2

1K 162 28
                                    


sebelum lanjut, udah vote, 'kan?

Happy Reading 😜🤍


Mavendra mendorong motornya dengan tergesa-gesa, langkahnya berpacu untuk menyusul Aurora yang sudah berjalan lebih dulu. Setelah berhasil mendekat, ia menurunkan standar motornya dan mempercepat langkahnya, melewati Aurora. Tanpa ragu, ia merentangkan kedua tangannya di depan cewek itu, memaksanya untuk berhenti.

"Ada apa lagi, sih?" tanya Aurora, suaranya penuh kekesalan. Matanya menatap Mavendra dengan tajam, tanda bahwa kesabarannya mulai habis.

"Yuk, bareng gue," ajak Mavendra dengan senyum menggoda, mencoba melunakkan hati Aurora.

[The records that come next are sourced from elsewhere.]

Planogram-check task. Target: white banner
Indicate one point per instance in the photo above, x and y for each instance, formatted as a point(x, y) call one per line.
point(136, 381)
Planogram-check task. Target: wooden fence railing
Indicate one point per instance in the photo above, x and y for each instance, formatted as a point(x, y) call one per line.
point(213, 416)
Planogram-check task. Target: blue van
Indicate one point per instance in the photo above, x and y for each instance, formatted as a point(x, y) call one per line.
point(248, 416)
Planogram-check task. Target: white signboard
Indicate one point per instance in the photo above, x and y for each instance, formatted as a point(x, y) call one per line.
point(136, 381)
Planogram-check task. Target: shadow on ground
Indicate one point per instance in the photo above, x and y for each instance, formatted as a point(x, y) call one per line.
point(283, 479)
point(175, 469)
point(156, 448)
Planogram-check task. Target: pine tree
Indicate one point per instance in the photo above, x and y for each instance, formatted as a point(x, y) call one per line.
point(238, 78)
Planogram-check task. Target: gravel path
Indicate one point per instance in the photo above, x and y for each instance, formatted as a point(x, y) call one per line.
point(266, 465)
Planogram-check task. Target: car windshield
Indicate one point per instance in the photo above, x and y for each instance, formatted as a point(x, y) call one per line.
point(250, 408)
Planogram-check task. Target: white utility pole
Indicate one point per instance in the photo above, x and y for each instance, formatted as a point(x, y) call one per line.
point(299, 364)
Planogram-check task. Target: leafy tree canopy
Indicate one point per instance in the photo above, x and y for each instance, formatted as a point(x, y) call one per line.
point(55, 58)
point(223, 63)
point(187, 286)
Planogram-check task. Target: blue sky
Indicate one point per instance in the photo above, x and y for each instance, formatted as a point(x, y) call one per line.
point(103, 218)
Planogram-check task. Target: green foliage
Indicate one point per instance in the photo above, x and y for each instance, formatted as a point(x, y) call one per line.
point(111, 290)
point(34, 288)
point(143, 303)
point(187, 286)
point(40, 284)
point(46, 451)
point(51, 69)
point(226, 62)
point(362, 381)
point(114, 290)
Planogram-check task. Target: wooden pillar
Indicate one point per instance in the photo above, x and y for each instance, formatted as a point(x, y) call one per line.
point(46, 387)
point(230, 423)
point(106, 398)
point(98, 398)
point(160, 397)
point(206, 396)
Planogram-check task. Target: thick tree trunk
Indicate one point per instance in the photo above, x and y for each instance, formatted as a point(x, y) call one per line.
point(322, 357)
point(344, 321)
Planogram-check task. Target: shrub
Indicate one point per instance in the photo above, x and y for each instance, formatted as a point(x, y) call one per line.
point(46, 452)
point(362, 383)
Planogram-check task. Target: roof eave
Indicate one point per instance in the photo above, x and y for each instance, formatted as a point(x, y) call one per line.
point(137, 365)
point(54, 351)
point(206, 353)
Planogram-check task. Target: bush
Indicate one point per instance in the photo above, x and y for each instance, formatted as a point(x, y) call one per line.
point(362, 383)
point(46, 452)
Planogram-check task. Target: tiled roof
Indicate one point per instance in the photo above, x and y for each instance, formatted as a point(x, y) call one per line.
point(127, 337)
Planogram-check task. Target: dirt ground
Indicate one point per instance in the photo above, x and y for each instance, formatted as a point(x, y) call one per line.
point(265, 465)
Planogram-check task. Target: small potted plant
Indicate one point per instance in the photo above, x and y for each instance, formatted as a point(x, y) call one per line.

"Nggak," jawab Aurora singkat, tak bergeming.

"Ini udah sore, lho," Mavendra menambahkan dengan nada setengah bercanda. "Anak gadis nggak baik keluyuran di jam segini."

"Terus, kenapa?" Aurora balas menantang, alisnya terangkat.

"Nanti kalau ada om-om yang nyulik, gimana? Hm?" Mavendra mencoba membuat alasan yang terdengar konyol, tapi jelas ia serius.

Aurora hanya menghela napas pendek. "Bodo amat," katanya, berlalu tanpa memedulikan cowok itu.

"Lo bakalan dimutilasi, organ-organ lo bakalan dijual. Emangnya lo mau?" tanya Mavendra dengan nada mengejek.

"Mau," jawab Aurora, tanpa ragu.

Mavendra mengernyit heran, tak percaya dengan jawaban itu. "Lah, gila lo. Rada aneh cewek satu ini. Ayo, buruan, mumpung gue lagi baik hati, nih, mau nebengin lo. Eh, ralat, maksudnya calon pacar."

"Najis!" Aurora menolak mentah-mentah, matanya menyipit penuh perlawanan.

Mavendra menghela napas panjang, lalu mendekatkan wajahnya, suaranya menjadi lebih serius. "Mau pakai cara halus, apa pakai cara kasar?"

"Emangnya gue takut sama lo?" tantang Aurora, berdiri tegak menantang balik.

Sudut bibir kanan Mavendra terangkat membentuk seringai licik. "Beneran, lo nggak bakalan takut? Kalau misalnya lo gue apa-apain, nggak takut?"

Aurora tidak bergeming, tatapannya dingin. "Bacot!"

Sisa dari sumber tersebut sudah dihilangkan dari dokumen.